I played Rugby in law school.  It doesn’t get much more violent than Rugby.  But the after-game parties - attended by both teams - are always filled with laughter, humor, drink, and song.

So here’s how  I see it.

Two years ago, Congress passed the ACA.  President Obama signed it.  Because of its length and complexity, few Americans fully understood it - so they took predictable positions.

Obama fans, instinctive liberals, and those who stood to benefit from the law tended to embrace it.  Those who loathe Mr. Obama, hard-core Republicans, and those who get their opinions from AM radio took the other side.

Those who want a single, national health care system were torn between dismay at the ACA’s reliance on private insurance - and dismay at the possibility that its opponents would repeal it and go back to the untenable mess it replaced.

And Americans who actually understand the Constitution, in historical context, were horrified, since we realized that the individual mandate - resting on the Commerce Clause - represented a radical extension of Federal power, at the expense of individual  liberty.

Obviously, the whole business would  come before the Supreme Court - which is why no one, on either side, was prepared to give up the struggle.  When the President signed the ACA into law, it  was halftime - not the end of the game.  No one was in the mood for handshakes and post-game revelry.

Fortunately, Chief Justice Roberts managed to do the right thing, in exactly the right way.  The ACA  survives.  And the Constitution survives.

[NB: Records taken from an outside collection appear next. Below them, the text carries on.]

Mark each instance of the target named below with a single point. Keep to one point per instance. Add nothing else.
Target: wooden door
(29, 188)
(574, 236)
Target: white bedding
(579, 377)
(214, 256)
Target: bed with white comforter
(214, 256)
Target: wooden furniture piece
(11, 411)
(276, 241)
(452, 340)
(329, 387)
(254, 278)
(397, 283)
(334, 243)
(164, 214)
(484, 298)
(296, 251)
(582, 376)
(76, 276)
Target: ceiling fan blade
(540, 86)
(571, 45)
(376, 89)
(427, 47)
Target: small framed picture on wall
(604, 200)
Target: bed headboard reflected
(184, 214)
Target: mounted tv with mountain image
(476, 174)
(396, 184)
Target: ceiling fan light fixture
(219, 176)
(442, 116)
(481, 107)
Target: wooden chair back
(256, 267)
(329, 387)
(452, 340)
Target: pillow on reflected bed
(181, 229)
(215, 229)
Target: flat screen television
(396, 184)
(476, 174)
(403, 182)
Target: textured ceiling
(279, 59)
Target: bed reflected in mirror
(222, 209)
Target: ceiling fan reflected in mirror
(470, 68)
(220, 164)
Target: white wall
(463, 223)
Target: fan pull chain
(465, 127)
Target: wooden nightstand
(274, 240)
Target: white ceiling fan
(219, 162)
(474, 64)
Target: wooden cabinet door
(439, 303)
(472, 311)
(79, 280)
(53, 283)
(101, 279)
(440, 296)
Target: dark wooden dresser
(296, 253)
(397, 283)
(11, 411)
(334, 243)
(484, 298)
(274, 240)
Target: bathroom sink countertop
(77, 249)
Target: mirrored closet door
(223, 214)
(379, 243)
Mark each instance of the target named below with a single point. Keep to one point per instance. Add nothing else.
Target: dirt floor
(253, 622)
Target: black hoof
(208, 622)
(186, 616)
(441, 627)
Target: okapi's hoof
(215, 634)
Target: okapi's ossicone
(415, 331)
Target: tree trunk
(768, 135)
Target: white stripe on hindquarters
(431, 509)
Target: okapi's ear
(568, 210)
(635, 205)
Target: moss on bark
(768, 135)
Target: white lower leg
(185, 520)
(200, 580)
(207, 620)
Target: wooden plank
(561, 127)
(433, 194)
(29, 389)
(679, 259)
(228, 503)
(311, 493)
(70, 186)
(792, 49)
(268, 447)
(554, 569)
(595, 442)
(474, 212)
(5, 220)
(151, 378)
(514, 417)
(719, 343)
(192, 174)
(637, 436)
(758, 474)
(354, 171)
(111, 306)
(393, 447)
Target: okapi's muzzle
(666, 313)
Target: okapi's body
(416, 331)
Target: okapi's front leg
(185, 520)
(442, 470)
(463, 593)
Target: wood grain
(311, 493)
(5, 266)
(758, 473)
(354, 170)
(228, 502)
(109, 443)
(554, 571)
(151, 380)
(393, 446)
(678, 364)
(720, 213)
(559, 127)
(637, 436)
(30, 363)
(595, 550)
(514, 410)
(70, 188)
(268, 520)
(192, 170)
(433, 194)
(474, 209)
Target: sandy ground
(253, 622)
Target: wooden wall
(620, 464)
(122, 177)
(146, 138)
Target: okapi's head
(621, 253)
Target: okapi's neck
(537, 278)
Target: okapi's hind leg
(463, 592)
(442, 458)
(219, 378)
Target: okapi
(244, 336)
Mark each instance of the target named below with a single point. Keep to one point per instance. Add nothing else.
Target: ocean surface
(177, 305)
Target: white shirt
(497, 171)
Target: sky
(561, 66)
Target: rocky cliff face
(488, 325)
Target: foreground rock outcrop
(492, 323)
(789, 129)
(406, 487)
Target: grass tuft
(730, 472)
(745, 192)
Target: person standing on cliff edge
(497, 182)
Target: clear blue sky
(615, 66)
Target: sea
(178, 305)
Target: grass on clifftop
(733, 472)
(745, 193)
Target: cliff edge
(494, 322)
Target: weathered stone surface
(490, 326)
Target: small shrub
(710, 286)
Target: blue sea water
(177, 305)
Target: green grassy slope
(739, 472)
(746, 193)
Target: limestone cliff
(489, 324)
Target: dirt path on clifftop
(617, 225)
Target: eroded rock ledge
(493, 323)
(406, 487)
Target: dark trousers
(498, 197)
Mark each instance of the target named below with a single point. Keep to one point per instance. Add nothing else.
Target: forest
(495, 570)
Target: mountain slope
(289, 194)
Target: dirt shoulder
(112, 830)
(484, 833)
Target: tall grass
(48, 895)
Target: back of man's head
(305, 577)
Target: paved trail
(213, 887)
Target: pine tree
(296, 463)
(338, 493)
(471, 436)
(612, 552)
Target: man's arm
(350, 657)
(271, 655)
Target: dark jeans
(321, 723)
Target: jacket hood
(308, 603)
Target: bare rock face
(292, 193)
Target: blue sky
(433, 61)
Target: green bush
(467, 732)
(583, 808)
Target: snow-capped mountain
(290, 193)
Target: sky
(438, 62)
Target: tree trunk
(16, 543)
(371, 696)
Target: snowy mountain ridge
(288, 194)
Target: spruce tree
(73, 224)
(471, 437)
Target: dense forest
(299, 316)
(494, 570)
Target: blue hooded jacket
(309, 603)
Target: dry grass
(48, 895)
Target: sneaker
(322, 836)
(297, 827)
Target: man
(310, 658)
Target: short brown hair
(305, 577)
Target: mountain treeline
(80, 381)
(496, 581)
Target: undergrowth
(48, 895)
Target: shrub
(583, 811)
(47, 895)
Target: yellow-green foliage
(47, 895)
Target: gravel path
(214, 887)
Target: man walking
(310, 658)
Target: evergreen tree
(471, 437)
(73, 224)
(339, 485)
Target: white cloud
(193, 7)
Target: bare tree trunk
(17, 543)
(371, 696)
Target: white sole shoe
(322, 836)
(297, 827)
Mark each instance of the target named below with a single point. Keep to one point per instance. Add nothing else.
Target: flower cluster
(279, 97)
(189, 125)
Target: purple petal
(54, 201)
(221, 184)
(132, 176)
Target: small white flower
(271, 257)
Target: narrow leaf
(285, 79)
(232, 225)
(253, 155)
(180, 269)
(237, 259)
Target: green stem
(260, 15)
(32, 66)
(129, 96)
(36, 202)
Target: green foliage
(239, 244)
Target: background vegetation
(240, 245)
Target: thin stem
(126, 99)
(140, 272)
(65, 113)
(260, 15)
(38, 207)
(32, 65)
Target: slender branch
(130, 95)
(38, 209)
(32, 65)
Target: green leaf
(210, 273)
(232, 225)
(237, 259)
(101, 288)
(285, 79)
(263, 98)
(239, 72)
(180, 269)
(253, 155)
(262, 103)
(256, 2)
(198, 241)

Game over.  Time to move on.

For a little while, Republicans will test the viability of health care as an issue for November.  I’m betting they won’t waste much time on this strategy.

As a practical matter, the  ACA  will be with us for a long time.  Eric Cantor’s “repeal” will be pure theatre.

The only way to repeal the ACA will be for the Republicans to hold the House this November - which is not guaranteed.  

And capture the Senate - by a 60-40 majority, which is nearly impossible.

And elect Mitt Romney.

And hope that President Romney will prove to be a conservative - rather than the Massachusetts moderate who worked so hard to enact a state health law remarkably like the ACA.

To be sure, passionate conservatives and highly-partisan Republicans will want to fight on.

But American elections are won in the center - among moderate voters who dislike both parties.  And for those Americans, the Supreme Court’s decision has marked the end of the story.

If Republicans make health care a central issue this fall, they will lose, and lose badly.  Knowing that, their strategists will soon focus on issues that give them a better chance of winning.

And in the next two years - as various features of the ACA come into effect - the law will become part of the fabric of most Americans’ lives, budgets,  and long-range financial plans.

Then, it will really be “Game over”.